Aftrekken #1# van #2#

# 1 = 2 m => m = 1/2 #

Vervangen #1#:

# 4 = 1/2 (2) + b => b = 3 #

Vergelijking:

# Y = 1 / 2x + 3 #

#h (x) = 1 / 2x + 3 #

Dit heeft een y-snijpunt van #3#

Dus van het laagste onderscheppen naar het hoogste:

#G (x), f (x), h (x) #

Antwoord:

hetzelfde als weergegeven

Uitleg:

de vergelijkingen voor alle lineaire functies kunnen in de vorm worden gerangschikt #y = mx + c #, waar

# M # is de helling (verloop - hoe steil de grafiek is)

# C # is de # Y #-intercept (de # Y #-waarde wanneer #x = 0 #)

'een functie # G # heeft een helling van #4# en passeert het punt #(2,3)#'.

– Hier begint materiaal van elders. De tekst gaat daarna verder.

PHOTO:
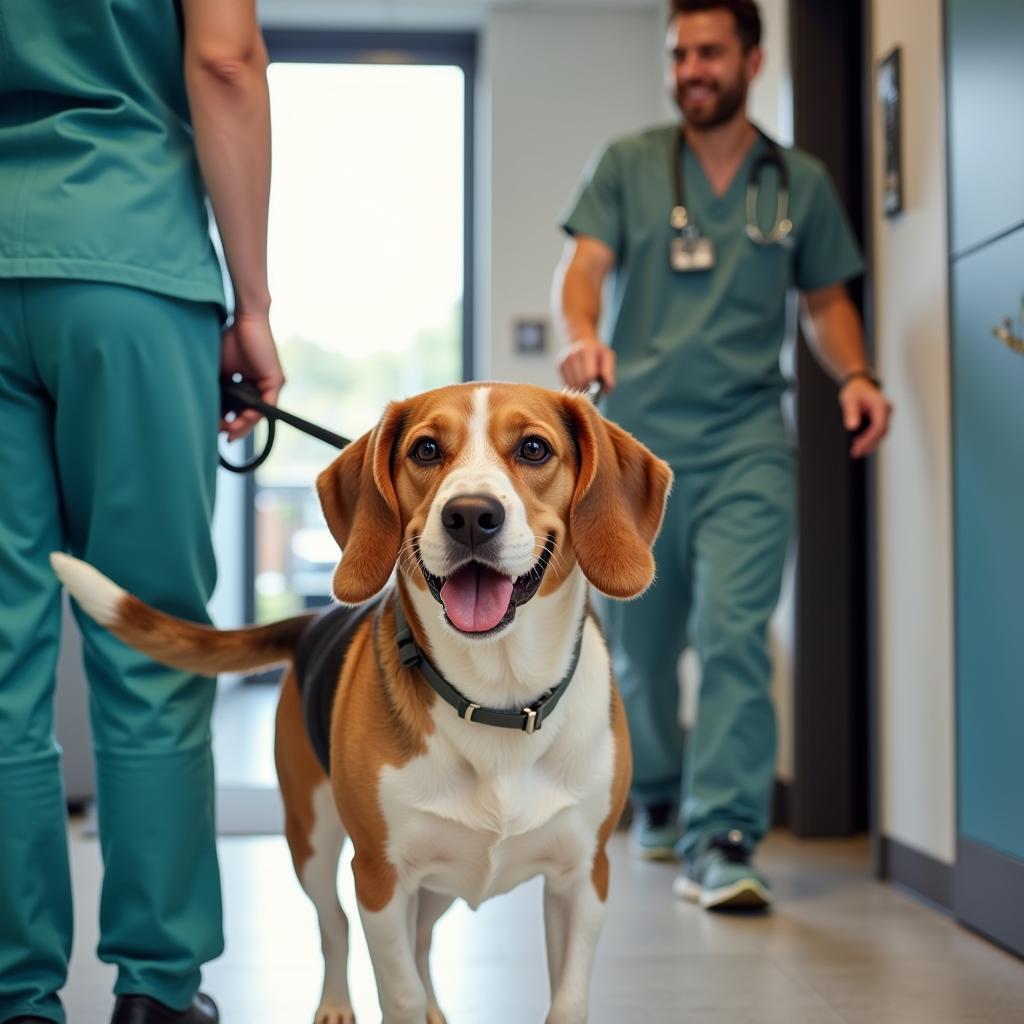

we weten dat #m = 4 #, en dat wanneer #x = 2 #, #y = 3 #.

sinds #y = mx + c #, we weten dat voor deze functie # G #, # 3 = (4 * 2) + c #

# 3 = 8 + c #

#c = 3 - 8 #

#c = -5 #

Vandaar, # C # (de # Y #-intercept) is #-5# voor de grafiek van #G (x) #..

-

het volgende is de grafiek van #f (x) #.

de # Y #-intercept kan hier worden gezien, zoals de # Y #-waarde op het punt waar de grafiek voldoet aan de # Y #-as.

aflezen van de schaal voor de # Y #-as (#1# per vierkant), dat kun je zien #y = -2 # wanneer de grafiek voldoet aan de # Y #-as.

Vandaar, #c = -2 # voor de grafiek van #f (x) #.

-

de tabel met waarden voor de functie #h (x) # geef de # Y #-waarden bij #x = 2, x = 4 # en #x = 6 #.

we zien dat voor elke keer #X# stijgt met #2#, #h (x) # of # Y # stijgt met #1#.

dit is hetzelfde patroon voor afname.

sinds #x = 0 # is een afname van #2# van #x = 2 #, we weten dat de waarde van # Y # op #x = 0 # is #1# minder dan # Y #'s waarde op #x = 2 #.

de # Y #-waarde bij #x = 2 # wordt getoond #4#.

#4 - 1 = 3#

wanneer #x = 0 #, #h (x) = 3 #, en #y = 3 #.

Vandaar, #c = 3 # voor de grafiek van #h (x) #.

-

Dus we hebben

#c = -5 # voor #G (x) #

#c = -2 # voor #f (x) #

#c = 3 # voor #h (x) #

deze zijn in volgorde van klein naar groot, dus de volgorde moet hetzelfde zijn als op de foto's.